Wenn ich Schüler dazu anleiten möchte, ihren eigenen Modus zu finden, dann muss ich ihnen aber auch die Freiheit zum Experimentieren lassen. Schule soll schließlich nicht nur in meinem Verständnis auf den Rest des Lebens vorbereiten.
Smartphones und die unendlichen Weiten lenken vom Wesentlichen ab? Das kenne ich aus eigener Erfahrung, weil auch ich mich nur zu gern ablenken lasse – aber genau darum wäre es wichtig, den Umgang damit zu üben. Schließlich werden zum späteren Leben nun mal Smartphones und das Internet gehören. Vielleicht war es vor 10 Jahren noch möglich, sich ganz fest einzureden, dass sich solche Technologien niemals durchsetzen werden – heute grenzt diese Einstellung jedoch an pathologische Verdrängung.

Leider erlebe ich es immer häufiger, wie dieser Fortschritt ignoriert oder weggeredet wird. Darum sehe ich das Problem schlussendlich auch nicht in der Schule selbst, sondern in unserer Gesellschaft im Großen.
Statt einen offenen Diskurs über Überwachung und die neue Macht des Internets zu sprechen, basteln wir kleine Notbehelfe. Die Zahl der mit Papierstreifen abgeklebten Webcams an deutschen Laptops steht in keinem Verhältnis zur Grundlagendebatte über digitale Sicherheit. Wenn ich regelmäßig Spannungskopfschmerzen habe, dann gehe ich irgendwann zum Physiotherapeuten und lasse mir die ursächliche Verspannung rauskneten, statt mir ständig Kopfschmerztabletten einzuwerfen, als wären es Smarties. Warum diskutieren wir aber im Hinblick auf Kommunikationsmedien ständig über die Symptome, aber nur sehr selten über die Ursachen?
Meiner Meinung nach brauchen wir darum in erster Linie keine Klassensätze von Tablet-PCs, sondern vielmehr den Mut, als Gesellschaft den Sprung in die Gegenwart zu wagen und uns auch unbequemen Fragen ehrlich zu stellen.

2 Comment

  1. Ich hoffe sehr, sehr, sehr, dass du dir diese Einstellung und Offenheit auch nach vielen Jahren Schuldienst noch behälst.
    Lehrer mit solchen Einstellungen brauchen wir meiner Meinung nach um Kinder/Jugendliche so richtig lebensfähig zu machen.

    Ich gehöre auch zu den Hybriden (übrigens super Beschreibung!) und kann zum Beispiel nur mit Papier so wirklich gut lernen. Auf dem Bildschirm gelesene Texte bleiben nicht so richtig hängen.
    Der Rest des Lebens läuft aber viel mit Smartphone und Laptop ab.

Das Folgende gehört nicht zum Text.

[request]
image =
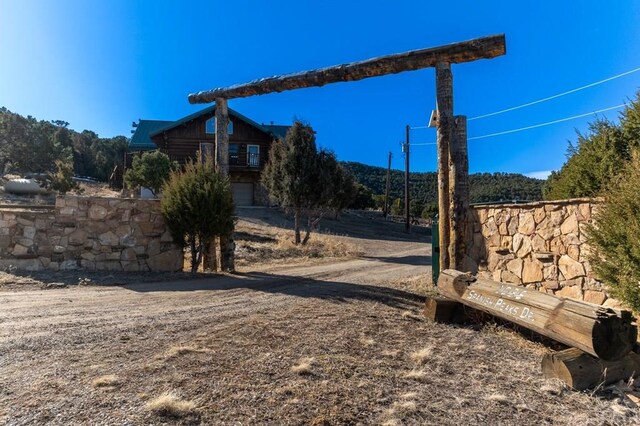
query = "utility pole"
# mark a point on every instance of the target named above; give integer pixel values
(407, 225)
(385, 209)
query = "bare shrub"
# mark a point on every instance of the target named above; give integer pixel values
(304, 366)
(420, 357)
(105, 381)
(418, 375)
(169, 404)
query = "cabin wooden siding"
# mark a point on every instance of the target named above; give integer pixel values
(183, 142)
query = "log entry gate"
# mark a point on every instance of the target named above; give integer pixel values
(453, 173)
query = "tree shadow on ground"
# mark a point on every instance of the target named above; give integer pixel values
(413, 260)
(365, 225)
(289, 285)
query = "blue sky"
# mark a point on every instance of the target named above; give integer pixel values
(102, 64)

    Diese Vielfalt der Möglichkeiten ist doch das tolle an unser heutigen Zeit. Und wir sollten alles versuchen, damit die Bürger der Zukunft dazu bereit sind diese Vielfalt so zu nutzen, dass sie gut leben können. Dazu ist es nötig, ihnen alte wie neue Medien nahe zu bringen.
    Was bringt es ihnen, wenn sie (überspitzt gesagt) nie in ihrem Leben ein Buch in der Hand hatten, sondern immer nur Tablets und dann auf einmal analog recherchieren müssen. Dann wären sie aufgeschmissen. Andersrum natürlich genau so.

    1. Christin says: Antworten

      Ich hoffe es auch sehr – und vor allem hoffe ich, dass mich jemand darauf hinweist, wenn ich unflexibler und engstirniger werde. Das kann ja mit dem Alter kommen, weiß man aber vorher nicht so genau.

      Die Schwierigkeit sehe ich darin, wie verbohrt sich viele Menschen (in meinem Umfeld) auf ein Medium einrichten.
      Letztes Jahr sollten wir in einem Seminar in einem Wiki Protokoll über die einzelnen Seiten führen. Da beschwerten sich viele Lehramtsstudierende, dieses Ausmaß an Technik würden sie in ihrem Berufsleben später doch sowieso nie benutzen. Als ich erzählte, dass es an meinen Lycées in Frankreich keine Print-Klassenbücher mehr gab, sondern nur noch – man ahnt es vielleicht – Wikis, war die schnippische Antwort „Aber mir reicht ein normales Klassenbuch!“ Ja, als ob’s im Schulalltag immer danach ginge, was mir als Lehrerin reicht oder was ich persönlich gut finde.
      Genauso denke ich mir aber auch: Wenn wir alles ins Internet auslagern, was machen wir dann bei einem Servercrash? Ich weiß nicht, wie groß die Daten sind, die sich pro Schulbezirk mit Wiki-Klassenbüchern so anhäufen – aber es wäre zu hoffen, dass die Technologie der Blockchain Fortschritte macht und wirklich gäng wird, einfach weil die Überprüfbarkeit von Unterricht ein heikles Thema ist und ein Crash oder Angriff beim zentralen Schulserver schlimme Folgen haben könnte.